Open zcstarr opened 7 months ago
@emanuellima1 @danlessa , I have a proposal to fix some of cadcad's perf issues. I debugged this issue back in 0.4.28 while working on a client project that involved alot of simulation data. The problem is essentially that ProcessPool is being used incorrectly.
I think this will fix your issue @danlessa with number #350 , in the issue I have listed out what I think the problems are and the PR is the fix I implemented.
I wanted to know if this is something you're interested in fixing with cadCAD and if it would make sense to go the whole way and fix the lazy loading of the dataframe at the end and make writing the imm. files to disk optional ?
Curious to know what you think.
Hey @zcstarr that would be awesome! You could potentially use the additional_objs
parameter for toggling it off or on. See PR #316 for an example.
@zcstarr going through the whole way is definitely worth the time. It would be nice to develop standardized benchmarks for overall simulation execution and memory usage (in terms of RAM and disk), too.
@danlessa ,thanks for looking at these and the quick response! Yeah I think an option makes sense as well. I played around with a few things , so created a very small sim with 1 parameter 1 state , then played with making that state large like 1mb or 100kb, then making multiple runs to see if I could see a difference in memory performance using the memory profiler. There's a definite simulation drop, but reading the result back from disk is probably the biggest issue.
I was able to sketch out and get working a fully incremental/lazy load process for the simulation part outside of returning back the results. Looking further down the road and thinking about easy_run and the executor, I could see wanting a way to handle having too large a data simulation. The larger the simulation state and params, the more problematic it is to process run the data.

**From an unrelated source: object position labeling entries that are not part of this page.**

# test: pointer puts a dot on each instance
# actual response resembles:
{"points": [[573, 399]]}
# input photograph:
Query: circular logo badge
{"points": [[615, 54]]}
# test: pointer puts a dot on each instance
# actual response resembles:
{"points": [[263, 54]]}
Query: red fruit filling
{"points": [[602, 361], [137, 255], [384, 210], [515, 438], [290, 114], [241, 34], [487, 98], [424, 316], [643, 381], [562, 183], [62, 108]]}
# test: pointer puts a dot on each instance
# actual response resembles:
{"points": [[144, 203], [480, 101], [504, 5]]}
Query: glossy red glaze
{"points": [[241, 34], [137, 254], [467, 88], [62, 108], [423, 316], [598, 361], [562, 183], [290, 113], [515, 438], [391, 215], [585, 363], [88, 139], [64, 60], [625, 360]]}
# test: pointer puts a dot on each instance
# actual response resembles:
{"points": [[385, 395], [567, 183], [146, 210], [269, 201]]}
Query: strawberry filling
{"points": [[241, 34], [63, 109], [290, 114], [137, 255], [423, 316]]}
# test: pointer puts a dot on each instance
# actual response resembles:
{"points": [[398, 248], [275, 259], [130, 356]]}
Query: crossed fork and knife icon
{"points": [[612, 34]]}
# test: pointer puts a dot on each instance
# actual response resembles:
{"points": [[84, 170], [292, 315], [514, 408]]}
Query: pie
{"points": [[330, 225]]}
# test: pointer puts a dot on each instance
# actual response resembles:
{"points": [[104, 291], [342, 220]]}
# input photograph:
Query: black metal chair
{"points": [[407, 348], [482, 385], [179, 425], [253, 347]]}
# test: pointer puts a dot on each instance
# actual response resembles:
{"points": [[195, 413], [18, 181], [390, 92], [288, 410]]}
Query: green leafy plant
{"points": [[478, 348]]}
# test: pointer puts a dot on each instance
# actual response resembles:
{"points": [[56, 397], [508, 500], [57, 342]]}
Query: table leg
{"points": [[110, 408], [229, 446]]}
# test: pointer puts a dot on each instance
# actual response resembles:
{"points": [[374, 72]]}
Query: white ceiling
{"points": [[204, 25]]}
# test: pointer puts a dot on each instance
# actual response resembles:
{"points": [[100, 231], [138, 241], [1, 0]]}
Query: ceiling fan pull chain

It's easy to run out of ram when running a large enough simulation. I'm trying to think through if it would make sense to have a serialization option, that can allow users to lazy load/write large datasets. I'm not sure what that should be 🤔
I think in a semi ideal world, you'd be able to write the results to disk in a way that can be lazy loaded or computed on demand, so you don't have to pull the entire dataset into memory. Thinking about https://github.com/vaexio/vaex or maybe https://docs.dask.org/en/stable/dataframe.html .
Probably the way forward is to make this an additional obj option for writing temp files to disk , and another for writing the results of the simulation to disk in some format.
@danlessa @emanuellima1 just tagging an update here. So I refactored things to lazy evaluate and was able to save alot of runtime memory.
The basic gist is before any changes including the parallel processing change,
This is parallel processing change
This is the lazy evaluation change
This simulation is in examples/documentation/headless_tools.py I try and simulation creating a 100-200kb state + parameters simulation for a 10year daily run over 2 years.
The result of memory usage is 1.1GB currently to 117mb with lazy evaluation, then when loaded to a df it's 846mb.
Then in data frame
There is a segment of code that kind of didn't make much sense to me, I assumed maybe it was from different versions ago. So given this is new code I thought I'd be able to just support most standard use cases. So feel free to let me know if those additional potential configurations or scenarios are necessary.
Just let me know what you think, I also made lazy eval switchable and only able to be enable on local parallel processing.
Summary: When cadCAD runs in parallel mode, cadCAD will underutilize CPUs somewhere around 75% of available CPUs will go vacant. It's not that it doesn't try and use the CPU it's that it thrashes, the CPU by trying to create new process pools for every config that it wants to run in parallel. This in turn causes the process manager to thrash, because it will constantly utilize then free up memory.
Motivation: cadCAD performance increase to be able to utilize 100% of the cpu in a multithreaded situation, that can save hours off of a large simulation. It will also prevent too many process file handles being opened during execution of a simulation, I believe this might be related to #350 .
Solution: The solution is to refactor execution.py to use a single process pool, as intended by the creators of the package, and instead refactor the simulation to instead only create the pool once, and then reuse cpus as they become available. I also suggest, that we include an option to write intermediate results to disk, and to read them back without loading the entire dataset into memory.
I found that once I increased the parallelization, it was really easy to run out of memory for a large simulation, simply because all intermediate results were being held. My temporary solution is to write these intermediate results to temporary disk. This will prevent processes from running out of memory when running in a highly ( think 16 cores or more) parallel environment. The downside of this is that , when the simulation is complete, cadCAD currently requires you to load everything back into memory. This in turn is memory intensive as well.
The solution here is to continue the refactor to have the final data, load iteratively into memory vs altogether. My initial experiments were with cadcad 0.4.28 to fix this problem. I am hopeful that maybe the datacopy enhancement would reduce the overall memory capacity, which might make it less likely to be an issue. I think the real solution is to iteratively load it.
I'd be happy to go down this route of making this configurable. The PR i've written auto writes and reads from disk, this should be a config option. I wanted to know if this is a direciton worth going, if so I can make it prod worthy.